This is what is currently done.  This will increase the size of packages by 
duplicating the .py files, or you have to install the .py in a common location 
(irrelevant to sys.path), and provide (sym)links to the expected location.

A "different per-python-version directory" also has the disadvantage that file 
conflicts between (distribution) packages cannot be detected.

> However, then you have to also consider python packages made up of
> multiple distro packages -- like twisted or zope. Twisted includes some
> C extensions in the core package. But then there are other twisted
> modules (installed under a "twisted.foo" name) which do not include C
> extensions.

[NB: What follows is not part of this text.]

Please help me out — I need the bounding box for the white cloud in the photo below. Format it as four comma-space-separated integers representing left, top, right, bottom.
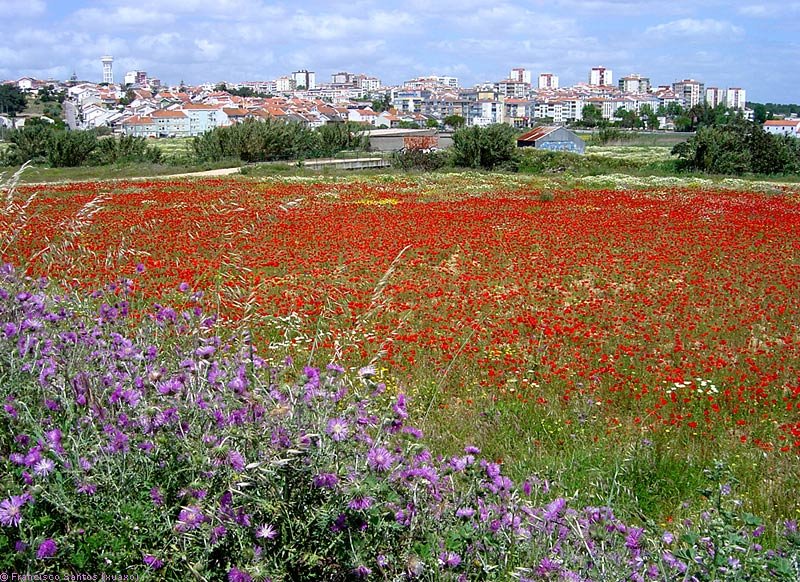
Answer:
0, 0, 45, 17
645, 18, 744, 38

If the base twisted package is installed under a
> version-specific directory, then all of the submodule packages need to
> also be installed under the same version-specific directory (and thus
> built for all versions).
>
> In the past, it has proven somewhat tricky to coordinate which directory
> the modules for package "foo" should be installed in, because you need
> to know whether *any* of the related packages includes a native ".so"
> file, not just the current package.
>
> The converse situation, where a base package did *not* get installed
> into a version-specific directory because it includes no native code,
> but a submodule *does* include a ".so" file, is even trickier.

I don't think that installation into different locations based on the presence 
of extension will work.  Should a location really change if an extension is 
added as an optimization?  Splitting a (python) package into different 
installation locations should be avoided.